1. A multi-layer metal gasket comprising: at least one active layer, at least one shim layer, the active layer and shim layer having aligned combustion holes, the shim layer having annular portions surrounding the combustion holes and tab portions projecting radially outwardly from the annular portions, the annular portions underlying associated sealing beads of at least one of the active layers, the tab portions including a radially extending neck region supporting a set of lateral bend tabs at a radially outer end thereof projecting laterally outwardly of the neck region, said bend tabs projecting through an associated set of laterally spaced mounting windows formed in the at least one active layer and being bent back toward one another to secure the shim layer to the at least one active layer.

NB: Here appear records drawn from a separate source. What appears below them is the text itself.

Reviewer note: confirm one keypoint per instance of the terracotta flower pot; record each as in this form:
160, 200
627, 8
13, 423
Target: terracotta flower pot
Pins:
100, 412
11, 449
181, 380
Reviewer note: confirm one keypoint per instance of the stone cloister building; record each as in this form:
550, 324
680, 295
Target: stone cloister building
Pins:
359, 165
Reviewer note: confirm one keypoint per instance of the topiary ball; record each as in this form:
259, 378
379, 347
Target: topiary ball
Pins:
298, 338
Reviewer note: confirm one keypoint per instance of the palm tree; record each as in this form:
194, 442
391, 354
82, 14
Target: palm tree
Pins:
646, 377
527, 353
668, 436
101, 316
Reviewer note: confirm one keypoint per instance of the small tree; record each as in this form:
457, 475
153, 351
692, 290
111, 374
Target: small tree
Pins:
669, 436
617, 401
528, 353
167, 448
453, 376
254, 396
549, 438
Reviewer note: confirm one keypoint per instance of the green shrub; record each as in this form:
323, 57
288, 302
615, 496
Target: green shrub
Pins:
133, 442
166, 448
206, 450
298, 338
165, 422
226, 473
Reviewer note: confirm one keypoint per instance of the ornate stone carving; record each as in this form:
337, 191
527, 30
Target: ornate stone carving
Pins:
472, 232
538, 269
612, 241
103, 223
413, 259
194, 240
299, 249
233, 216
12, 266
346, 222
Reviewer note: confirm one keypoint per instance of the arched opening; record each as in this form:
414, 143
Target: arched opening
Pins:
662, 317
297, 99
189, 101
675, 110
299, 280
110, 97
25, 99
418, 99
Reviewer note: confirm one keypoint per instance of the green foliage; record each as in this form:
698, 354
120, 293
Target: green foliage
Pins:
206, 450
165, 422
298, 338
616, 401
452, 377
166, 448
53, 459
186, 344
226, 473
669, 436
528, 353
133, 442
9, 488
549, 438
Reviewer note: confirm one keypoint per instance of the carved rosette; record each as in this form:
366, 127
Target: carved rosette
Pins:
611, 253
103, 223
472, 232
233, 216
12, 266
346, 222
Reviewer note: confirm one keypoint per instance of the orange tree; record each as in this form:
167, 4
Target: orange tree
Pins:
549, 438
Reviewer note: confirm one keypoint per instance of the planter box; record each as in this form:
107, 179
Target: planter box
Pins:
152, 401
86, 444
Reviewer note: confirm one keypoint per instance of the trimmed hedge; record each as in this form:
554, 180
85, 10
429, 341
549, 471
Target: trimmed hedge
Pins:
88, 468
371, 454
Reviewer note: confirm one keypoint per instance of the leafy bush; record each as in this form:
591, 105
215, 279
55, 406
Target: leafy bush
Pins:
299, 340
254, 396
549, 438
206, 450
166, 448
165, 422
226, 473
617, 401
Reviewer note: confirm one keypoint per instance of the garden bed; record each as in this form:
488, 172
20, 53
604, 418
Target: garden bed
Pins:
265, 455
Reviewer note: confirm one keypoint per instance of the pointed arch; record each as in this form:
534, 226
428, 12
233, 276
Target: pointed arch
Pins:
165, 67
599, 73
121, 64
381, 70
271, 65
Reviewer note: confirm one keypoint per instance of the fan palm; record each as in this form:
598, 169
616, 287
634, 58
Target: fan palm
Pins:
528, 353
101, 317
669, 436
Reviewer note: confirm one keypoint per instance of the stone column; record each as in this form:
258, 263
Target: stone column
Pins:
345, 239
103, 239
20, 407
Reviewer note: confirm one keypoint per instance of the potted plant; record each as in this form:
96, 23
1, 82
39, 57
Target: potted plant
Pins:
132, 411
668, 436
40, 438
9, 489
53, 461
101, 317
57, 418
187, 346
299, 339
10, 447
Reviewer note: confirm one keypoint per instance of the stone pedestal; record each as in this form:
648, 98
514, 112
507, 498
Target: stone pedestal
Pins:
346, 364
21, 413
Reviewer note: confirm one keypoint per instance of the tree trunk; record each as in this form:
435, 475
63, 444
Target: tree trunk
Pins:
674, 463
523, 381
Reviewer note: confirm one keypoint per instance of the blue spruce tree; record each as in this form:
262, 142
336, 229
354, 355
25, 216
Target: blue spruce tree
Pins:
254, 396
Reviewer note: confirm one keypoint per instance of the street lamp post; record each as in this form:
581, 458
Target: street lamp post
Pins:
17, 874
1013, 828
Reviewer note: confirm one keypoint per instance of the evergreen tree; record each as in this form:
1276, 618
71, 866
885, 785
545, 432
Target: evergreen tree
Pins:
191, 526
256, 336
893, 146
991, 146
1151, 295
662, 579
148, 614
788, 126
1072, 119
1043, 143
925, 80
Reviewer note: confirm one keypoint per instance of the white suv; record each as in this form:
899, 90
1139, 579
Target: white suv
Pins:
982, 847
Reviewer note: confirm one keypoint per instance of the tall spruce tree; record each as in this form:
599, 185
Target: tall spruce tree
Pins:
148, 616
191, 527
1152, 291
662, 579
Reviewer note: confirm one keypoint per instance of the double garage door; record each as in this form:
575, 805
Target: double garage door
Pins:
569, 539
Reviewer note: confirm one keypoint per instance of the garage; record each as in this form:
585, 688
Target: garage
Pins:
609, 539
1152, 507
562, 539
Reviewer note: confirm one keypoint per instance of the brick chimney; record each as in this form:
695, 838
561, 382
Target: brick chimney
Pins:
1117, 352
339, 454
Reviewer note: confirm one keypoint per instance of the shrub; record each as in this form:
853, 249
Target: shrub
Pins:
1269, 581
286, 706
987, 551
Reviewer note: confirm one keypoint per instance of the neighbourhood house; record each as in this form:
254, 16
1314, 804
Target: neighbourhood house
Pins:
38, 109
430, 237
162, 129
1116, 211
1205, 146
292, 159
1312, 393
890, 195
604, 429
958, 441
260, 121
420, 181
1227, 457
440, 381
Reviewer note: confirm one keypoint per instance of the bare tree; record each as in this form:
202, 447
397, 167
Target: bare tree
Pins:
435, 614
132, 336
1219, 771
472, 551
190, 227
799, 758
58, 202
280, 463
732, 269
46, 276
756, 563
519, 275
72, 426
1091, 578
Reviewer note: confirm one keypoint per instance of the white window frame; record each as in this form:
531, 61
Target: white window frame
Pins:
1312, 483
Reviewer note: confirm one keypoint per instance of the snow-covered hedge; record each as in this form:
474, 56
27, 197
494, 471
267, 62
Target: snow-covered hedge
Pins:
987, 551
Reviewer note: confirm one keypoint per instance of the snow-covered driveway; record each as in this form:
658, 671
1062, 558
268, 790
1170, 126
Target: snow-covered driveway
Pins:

2. The gasket of claim 1 wherein said bend tabs extend transverse to said neck region.

3. The gasket of claim 1 wherein said at least one active layer includes a relief window lying along an axis of said neck region between said mounting windows.

4. A multi-layer metal gasket comprising: at least one active layer, at least one shim layer, the active layer and shim layer having aligned combustion holes, the shim layer having annular portions surrounding the combustion holes and tab portions projecting radially outwardly from the annular portions, the annular portions underlying associated sealing beads of at least one of the active layers, the tab portions including a radially extending neck region supporting a set of lateral bend tabs at a radially outer end thereof projecting laterally outwardly of the neck region, said bend tabs projecting through an associated set of laterally spaced mounting windows formed in the at least one active layer and being bent back toward one another to secure the shim layer to the at least one active layer, wherein said at least one active layer includes a relief window lying along an axis of said neck region between said mounting windows, and wherein said at least one active layer includes an overlapped region separating said relief window from each of said mounting windows.

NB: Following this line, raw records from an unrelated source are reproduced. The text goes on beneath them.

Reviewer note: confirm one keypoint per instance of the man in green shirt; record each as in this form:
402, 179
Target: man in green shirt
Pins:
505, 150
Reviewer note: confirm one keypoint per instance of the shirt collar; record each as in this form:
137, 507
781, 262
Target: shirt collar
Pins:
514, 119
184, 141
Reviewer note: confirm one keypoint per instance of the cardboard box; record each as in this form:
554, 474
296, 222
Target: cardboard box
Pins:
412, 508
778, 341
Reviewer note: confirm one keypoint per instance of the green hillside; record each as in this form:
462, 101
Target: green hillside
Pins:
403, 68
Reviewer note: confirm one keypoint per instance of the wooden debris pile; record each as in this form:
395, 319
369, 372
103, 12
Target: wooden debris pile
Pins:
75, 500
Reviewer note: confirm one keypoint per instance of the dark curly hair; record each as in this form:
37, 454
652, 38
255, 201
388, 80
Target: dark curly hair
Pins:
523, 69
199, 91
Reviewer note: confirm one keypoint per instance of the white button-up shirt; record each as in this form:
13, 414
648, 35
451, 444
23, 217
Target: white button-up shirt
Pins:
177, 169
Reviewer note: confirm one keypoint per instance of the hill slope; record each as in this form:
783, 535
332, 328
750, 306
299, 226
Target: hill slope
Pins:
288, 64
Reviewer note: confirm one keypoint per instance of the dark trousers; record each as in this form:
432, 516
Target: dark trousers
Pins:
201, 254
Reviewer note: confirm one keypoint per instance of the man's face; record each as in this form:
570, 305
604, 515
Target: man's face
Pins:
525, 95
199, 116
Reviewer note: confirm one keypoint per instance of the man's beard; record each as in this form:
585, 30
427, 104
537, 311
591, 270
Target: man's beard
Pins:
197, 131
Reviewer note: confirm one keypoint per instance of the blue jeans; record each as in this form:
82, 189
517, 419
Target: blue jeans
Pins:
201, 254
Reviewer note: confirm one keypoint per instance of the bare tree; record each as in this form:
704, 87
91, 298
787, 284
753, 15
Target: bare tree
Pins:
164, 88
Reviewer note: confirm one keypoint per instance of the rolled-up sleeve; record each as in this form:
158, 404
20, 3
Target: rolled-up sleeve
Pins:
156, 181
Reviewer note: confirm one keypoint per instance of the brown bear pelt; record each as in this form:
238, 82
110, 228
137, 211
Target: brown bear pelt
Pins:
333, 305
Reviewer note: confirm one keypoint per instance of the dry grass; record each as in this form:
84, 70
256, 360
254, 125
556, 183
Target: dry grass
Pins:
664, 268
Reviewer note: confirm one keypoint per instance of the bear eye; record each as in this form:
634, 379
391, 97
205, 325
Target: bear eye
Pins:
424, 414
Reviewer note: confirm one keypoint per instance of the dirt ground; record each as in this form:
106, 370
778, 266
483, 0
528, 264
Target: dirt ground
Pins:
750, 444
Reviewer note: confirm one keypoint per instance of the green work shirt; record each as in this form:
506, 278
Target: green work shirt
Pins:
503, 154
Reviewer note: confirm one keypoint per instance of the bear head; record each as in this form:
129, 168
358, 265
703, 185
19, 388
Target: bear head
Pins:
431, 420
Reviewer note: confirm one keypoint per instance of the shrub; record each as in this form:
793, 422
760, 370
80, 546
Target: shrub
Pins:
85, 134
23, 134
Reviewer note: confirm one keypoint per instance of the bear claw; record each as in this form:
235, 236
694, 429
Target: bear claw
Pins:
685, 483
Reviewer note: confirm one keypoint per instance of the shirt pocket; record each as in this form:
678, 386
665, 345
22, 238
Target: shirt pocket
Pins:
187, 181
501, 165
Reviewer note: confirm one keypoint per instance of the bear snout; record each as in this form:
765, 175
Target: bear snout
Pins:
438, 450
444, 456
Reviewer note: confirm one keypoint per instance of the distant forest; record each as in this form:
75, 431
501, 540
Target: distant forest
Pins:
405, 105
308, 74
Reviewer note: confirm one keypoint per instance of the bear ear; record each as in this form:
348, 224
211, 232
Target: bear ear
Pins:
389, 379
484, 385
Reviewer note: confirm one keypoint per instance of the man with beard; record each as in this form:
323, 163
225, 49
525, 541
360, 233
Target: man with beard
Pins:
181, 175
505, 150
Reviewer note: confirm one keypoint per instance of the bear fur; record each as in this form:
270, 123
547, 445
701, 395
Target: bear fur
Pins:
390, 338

5. The gasket of claim 4 wherein said bend tabs each included a clamping portion 42 folded over against said overlapped regions.

6. The gasket of claim 5 wherein said relief window is relatively greater in width than that of said neck portion.

7. The gasket of claim 5 wherein said relief window extends axially beyond said tab portions.

8. The gasket of claim 1 wherein there are at least two active layers.

9. The gasket of claim 8 wherein said shim is joined to only one of said active layers by said bend tabs.

10. The gasket of claim 1 wherein said sealing beads surround said combustion holes.

11. The gasket of claim 1 wherein said shim layer only partially overlaps said active layer.

12. A multi-layer metal gasket comprising: at least one active layer, at least one shim layer, the active layer and shim layer having aligned combustion holes, the shim layer having annular portions surrounding the combustion holes and tab portions projecting radially outwardly from the annular portions, the annular portions underlying associated sealing beads of at least one of the active layers, the tab portions including a radially extending neck region supporting a set of lateral bend tabs at a radially outer end thereof protecting laterally outwardly of the neck region, said bend tabs projecting through an associated set of laterally spaced mounting windows formed in the at least one active layer and being bent back toward one another to secure the shim layer to the at least one active layer, wherein said neck region and said bend tabs together have a generally T-shaped configuration.

13. The gasket of claim 1 wherein said bend tabs are spaced from said annular portions.

14. The gasket of claim 1 wherein said bend tabs each include a fold line spaced laterally outwardly of said neck region.